Wistfully, Winston thought back to the day he’d asked Melissa to marry him and she’d accepted, rather fast.
On the rebound
… Maybe, he thought, trailing his fingers in the water as they set off,
he
was the naive one.
Winston glanced at Freddie, carving his initials into the wooden box marked LIFEBELTS, next to the French couple (who were snogging as usual). These children were impossible! If only he could persuade Melissa to send them both off to boarding school. It had certainly taught
him
how to behave.
Or had it? There were some things in life that he would do very differently next time round. Winston felt sick again, thinking of tomorrow’s paper. It was like waiting for the guillotine to drop.
‘Have you got a second?’ He looked up to find his wife’s new friend squatting next to him. Now what? A request for an autograph? Or for a personal exercise programme? Melissa had confessed to him that she’d confided his identity to this Emma. Another example of his wife’s naivety …
‘Someone was asking for you on the island this morning. She had a notebook poking out of her bag and she looked as though she was on business rather than holiday.’
Winston’s skin crawled with fear. ‘I’m afraid I said that you had been staying here but that you’d moved on.’ The blonde bit her lower lip. ‘I hope you don’t mind, but something made me think she might be a journalist and I didn’t think you’d want that. Not on your honeymoon.’

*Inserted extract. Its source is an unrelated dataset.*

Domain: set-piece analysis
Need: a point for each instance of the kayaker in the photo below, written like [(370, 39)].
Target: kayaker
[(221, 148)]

She glanced down at her shiny wedding ring. ‘I’m really grateful to you for finding this. I don’t know what I’d have done if I’d lost it.’
Suddenly Winston felt a wave of compassion. ‘That’s very nice of you. Thank you.’
‘Not at all.’ She seemed embarrassed now as she lumbered to her feet. ‘I’ll leave you in peace. I expect you don’t get much of that in your job.’
He’d misjudged her. Abashed, Winston watched the woman waddle off. So they were after him! The
Globe
, perhaps, or one of the other papers. Had they found out about Nick?